You may be asked to measure your pet’s temperature when you call your vet and ask for help. This model has good reviews and is recommended by many. AVMA suggests that you have to measure the dog's temperature rectally for the best result. Measurements taken orally are not considered reliable. As unpleasant as it may sound, rectal measurements have been tested and recognized by the scientific community as most accurate. Non-contact thermometers have been proven to not work properly, please check this study. The normal body temperature of dogs is 101.5 Fahrenheit (38,36 Celcius). Don’t be surprised if your dog has a temperature that is plus or minus 1 degree. Any greater differences should be considered a reason to call a veterinarian as soon as possible.

Optional Items

Medicine Pillbox

If your dog has any chronic health problems that have to be treated with pills regularly then you need to have a water-resistant pillbox to store the medication. You are welcome to check this product page so you know what to look for.


If you are setting up a backpack with first aid supplies we recommend you add a soft blanket that can be used to wrap your pet and make him/her feel safer. The blanket can also help in case your dog has been exposed to extreme cold weather. The blanket can be used as a makeshift stretcher for your pet in case he/she can not walk on their own.

Foldable Stretcher

Alternatively, you can buy a dedicated stretcher for emergencies. A product like this is worth your consideration but it is rather expensive. If you are looking for a more affordable option please check out this product.

Paw Balm

You may also want to add paw balm for your pet’s paws which can help reduce dryness and irritation on the paws of your four-legged companion. A product like this can help a lot for your buddy to feel comfortable. Do not use moisturizer for humans on your pet. This will often make the paws vulnerable to injury.

Saline Eye Solution And Artificial Tear Gel

These remedies can help dogs with eye problems feel more comfortable and stay healthy. The Saline Eye Solution is used to relieve pink eye, allergy symptoms, and infections.
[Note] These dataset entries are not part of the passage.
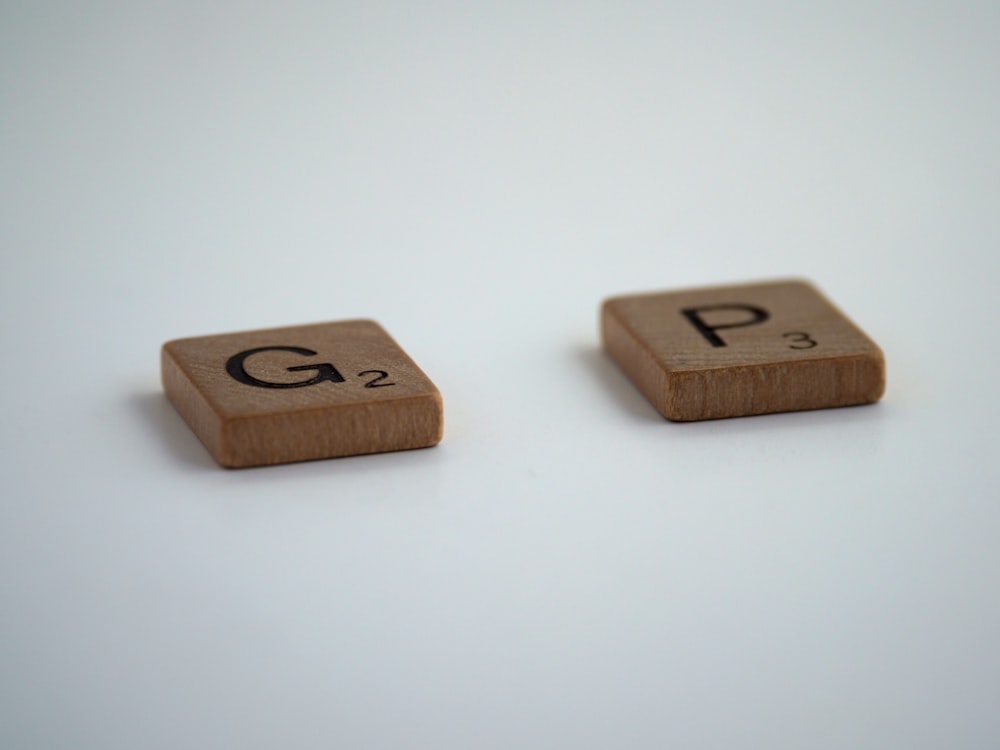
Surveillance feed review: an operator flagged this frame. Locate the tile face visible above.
[161,320,443,467]
[601,281,885,422]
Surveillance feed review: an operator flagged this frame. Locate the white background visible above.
[0,0,1000,750]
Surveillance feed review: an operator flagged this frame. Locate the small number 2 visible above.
[781,331,817,349]
[358,370,396,388]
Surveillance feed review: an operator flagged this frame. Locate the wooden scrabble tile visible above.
[601,281,885,422]
[161,320,443,467]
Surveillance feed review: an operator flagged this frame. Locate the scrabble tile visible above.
[161,320,443,467]
[601,281,885,422]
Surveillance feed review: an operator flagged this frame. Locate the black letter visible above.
[226,346,344,388]
[681,305,771,346]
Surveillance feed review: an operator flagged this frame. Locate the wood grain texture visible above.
[601,281,885,422]
[161,320,444,468]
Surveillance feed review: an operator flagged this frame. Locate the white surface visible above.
[0,2,1000,750]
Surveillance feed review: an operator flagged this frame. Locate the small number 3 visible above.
[781,331,817,349]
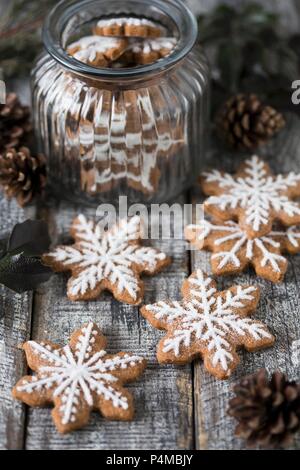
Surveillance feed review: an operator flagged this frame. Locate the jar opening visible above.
[43,0,198,80]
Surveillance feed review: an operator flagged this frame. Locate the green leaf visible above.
[0,254,53,293]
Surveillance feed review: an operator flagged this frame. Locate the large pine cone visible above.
[0,147,46,206]
[0,93,32,154]
[216,94,285,149]
[228,369,300,448]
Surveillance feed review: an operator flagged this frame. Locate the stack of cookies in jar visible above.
[67,16,186,196]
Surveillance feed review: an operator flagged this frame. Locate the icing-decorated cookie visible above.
[12,322,146,433]
[185,220,300,282]
[141,269,275,379]
[131,38,177,65]
[201,156,300,238]
[43,215,170,305]
[94,17,166,38]
[67,36,128,67]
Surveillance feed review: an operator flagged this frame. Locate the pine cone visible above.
[0,147,46,206]
[216,94,285,149]
[0,93,32,154]
[228,369,300,448]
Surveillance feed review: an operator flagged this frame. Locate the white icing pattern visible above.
[204,155,300,232]
[187,220,300,272]
[17,322,143,425]
[47,215,166,301]
[146,270,272,373]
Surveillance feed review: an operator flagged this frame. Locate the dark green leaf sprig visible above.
[0,220,52,293]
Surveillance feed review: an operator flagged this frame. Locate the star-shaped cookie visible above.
[185,220,300,282]
[43,215,170,305]
[12,322,146,433]
[141,269,275,379]
[201,155,300,238]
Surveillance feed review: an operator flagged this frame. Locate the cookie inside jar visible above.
[67,15,178,69]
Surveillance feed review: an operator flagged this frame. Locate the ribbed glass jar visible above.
[32,0,209,203]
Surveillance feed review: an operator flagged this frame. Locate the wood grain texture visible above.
[25,197,193,450]
[191,115,300,450]
[0,193,34,449]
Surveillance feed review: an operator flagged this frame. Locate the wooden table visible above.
[0,0,300,450]
[0,108,300,450]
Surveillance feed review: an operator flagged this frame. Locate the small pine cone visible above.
[0,147,46,206]
[0,93,32,153]
[216,94,285,150]
[228,369,300,448]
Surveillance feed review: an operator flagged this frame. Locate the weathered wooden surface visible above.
[25,196,193,449]
[0,0,300,450]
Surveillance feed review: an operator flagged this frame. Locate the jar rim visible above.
[43,0,198,79]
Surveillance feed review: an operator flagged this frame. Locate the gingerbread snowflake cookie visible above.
[67,36,128,67]
[185,220,300,282]
[12,322,146,433]
[43,215,170,305]
[94,17,166,38]
[141,269,275,379]
[201,156,300,238]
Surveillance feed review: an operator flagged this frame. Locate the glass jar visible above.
[32,0,209,203]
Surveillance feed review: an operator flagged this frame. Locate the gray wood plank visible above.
[0,194,34,449]
[26,197,193,449]
[191,115,300,450]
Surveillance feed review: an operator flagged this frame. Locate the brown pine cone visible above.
[228,369,300,448]
[0,93,32,153]
[216,94,285,149]
[0,147,46,206]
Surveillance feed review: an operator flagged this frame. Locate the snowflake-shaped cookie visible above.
[43,215,170,305]
[141,269,275,379]
[185,220,300,282]
[201,156,300,238]
[13,322,146,433]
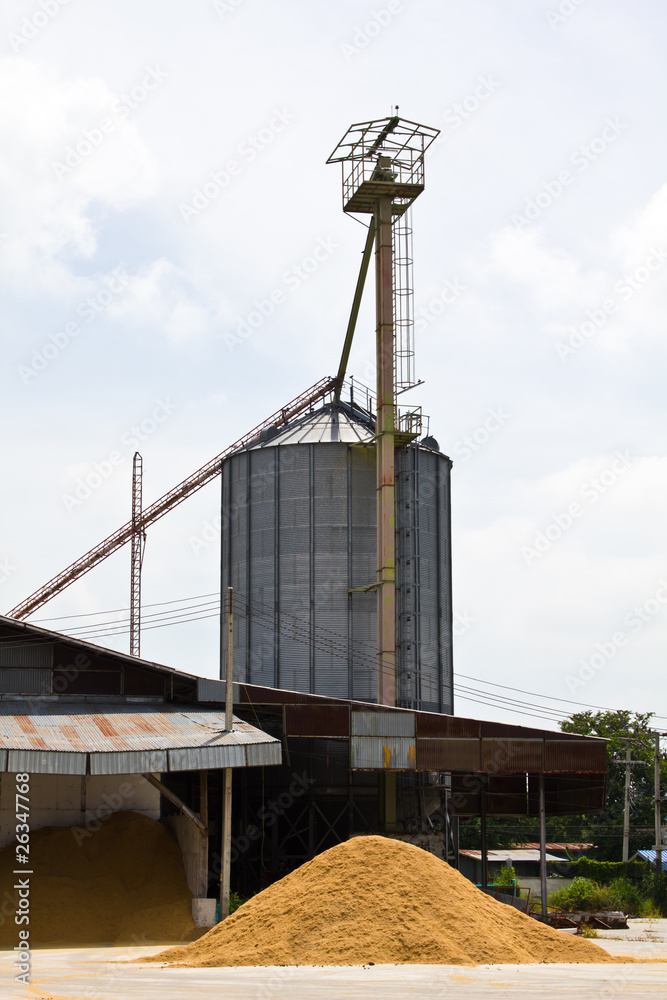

It helps prevent abrasions, irritations, and conjunctivitis. Please take a look at this eye wash for dogs and cats which has positive reviews from pet owners. The Artificial Tear Gel can help dogs and cats who are prone to dry eye syndrome stay healthy and avoid abrasions of the eye. Unlike ordinary eye drops tear gel does not evaporate. You can check this product page for more details. Please talk to your veterinarian about the best eye care for your canine and cat.

A QR Code

If your pet has an emergency and you have your phone with you with a good phone service it is possible to access guidance on how to do first aid quickly. You can do that by scanning a QR code and opening the PDSA website we mentioned earlier. The website has guidance on how to move an injured pet and lessons on how to respond to seizures, road accidents, hypothermia, electric shocks, and heatstroke. You can easily make the URL for the online resource into a QR code using a service like this one. You can download the produced image that features the QR code and put that on the card that has your veterinarian's contact information.

Hopefully, now you know what you should include in your Dog First Aid Kit and you are better prepared to handle emergencies involving your pet. If you are not sure which product should be included in your first aid kit, please talk to your veterinarian before you make any purchases. Stay safe and do not forget your first aid kit on your outings.